After initially discounting the event, the Unified Government of Wyandotte County is in recovery mode following the Easter Weekend cyberattack on its systems.
First reported in The Heartlander, the digital trail of the hack indicated the perpetrators were Russians, with the attack emanating from the Ukrainian war zone. Several ransom demands were apparently made, although there’s been no official confirmation from the county.
Days after the incident, official statements in Kansas City, Kansas were calming.
UG Clerk Brent Deichler was upbeat, saying, “I can tell you we are fully operational.”
Mayor Tyrone Garner echoed that assessment.
”There were some departments that were impacted — not to the extent that it stops the kind of workload and services that our residents have come to expect, but those issues are being addressed.”
But a confidential source tells reporter Michael Ryan a different story:
“They had to process a payroll file that was incorrect,” the source said. “They just basically reprocessed the previous payroll file so that people could have money because they couldn’t process it adequately. So now they’re gonna have to go back and make adjustments.
“I have a real problem with our mayor making a public statement that our service level is not adversely affected as a result of the cyberattack when there are some departments and divisions that aren’t even operational at this point.
“I think the public should be concerned, and I think the public has a right to know what’s happening. Obviously, I understand that there are certain aspects of local government and, you know, particularly with the cyberattack, that they have to remain cautious about (releasing) because you don’t want to incite panic. But at the same time, I think this is the public’s information, right?
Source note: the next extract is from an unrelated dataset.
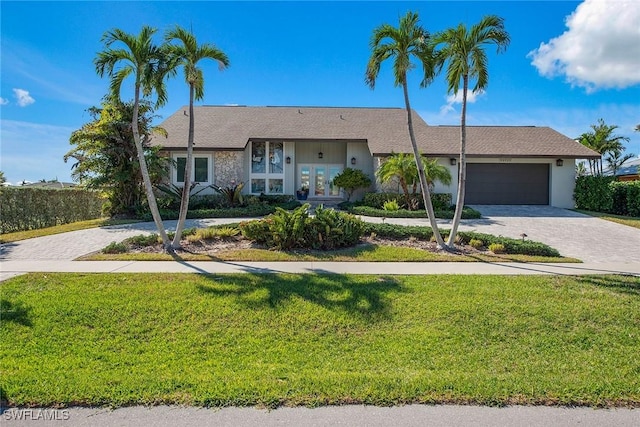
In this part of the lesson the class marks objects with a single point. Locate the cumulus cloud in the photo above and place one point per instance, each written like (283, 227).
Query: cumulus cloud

“I mean, this is important information. Employees don’t know if their personal information was stolen, like their bank information used to process payroll. Residents don’t know if any of our data was compromised. I mean, we just don’t know what to be concerned about.”
Complicating the response initially and currently are two personnel issues in the UG. A cyber security analyst position paying nearly $91,000 yearly and authorized last fall remains unfilled, the victim of a hiring freeze. And interim County Administrator Cheryl Harrison-Lee, tasked with managing day-to-day operations of the government, only works part-time as a result of her contract allowing her to remain in her career as a consultant.
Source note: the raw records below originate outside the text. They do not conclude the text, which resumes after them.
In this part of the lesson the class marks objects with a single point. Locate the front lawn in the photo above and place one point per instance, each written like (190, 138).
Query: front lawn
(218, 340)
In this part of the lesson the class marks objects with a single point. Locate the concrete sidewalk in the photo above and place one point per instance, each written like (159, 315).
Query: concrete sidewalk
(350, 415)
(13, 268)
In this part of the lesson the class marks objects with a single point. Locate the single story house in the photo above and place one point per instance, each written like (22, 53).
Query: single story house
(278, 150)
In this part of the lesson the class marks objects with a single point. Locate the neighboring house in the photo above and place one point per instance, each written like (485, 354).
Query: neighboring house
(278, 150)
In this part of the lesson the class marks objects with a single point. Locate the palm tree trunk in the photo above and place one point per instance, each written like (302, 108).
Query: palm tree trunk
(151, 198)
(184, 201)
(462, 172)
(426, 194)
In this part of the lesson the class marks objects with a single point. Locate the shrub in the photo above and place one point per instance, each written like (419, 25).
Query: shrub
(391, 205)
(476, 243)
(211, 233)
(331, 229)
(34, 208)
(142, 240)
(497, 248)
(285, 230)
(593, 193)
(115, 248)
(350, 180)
District 8 Commissioner Andrew Davis is critical of the arrangement with Harrison-Lee:
“It’s been pretty tough, I won’t lie to you, because it doesn’t necessarily feel like you’re getting the service of county administration. It feels like we’re getting the service of a consultant. And there’s nothing wrong with that, but we didn’t ask for a consultant. We asked for a county administrator.”
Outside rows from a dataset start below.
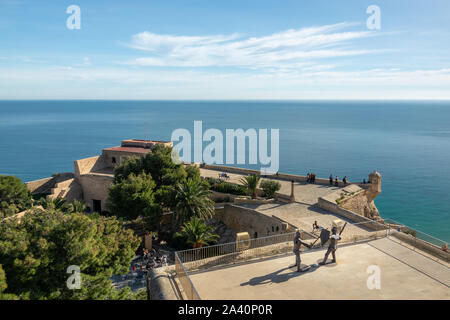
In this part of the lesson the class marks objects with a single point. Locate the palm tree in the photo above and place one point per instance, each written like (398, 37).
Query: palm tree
(197, 233)
(192, 200)
(251, 183)
(77, 206)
Ryan tells The Sentinel his sources didn’t require any prodding to tell their stories:
“This is just the very jagged, very pointed tip of an iceberg of workplace problems beneath the surface at the UG, and they’re very eager to get that part of the hack story out as well. They told us how missing in action that interim county administrator Cheryl Harrison-Lee is in the office, and how there’s a climate of “fear and intimidation” toward employees under the new regime.”
A week after its first update, the UG website posted another on its recovery from the hack.
The cyberattack, the UG’s response, and the status of Harrison-Lee will be on the agenda at the April 28th County Commission meeting.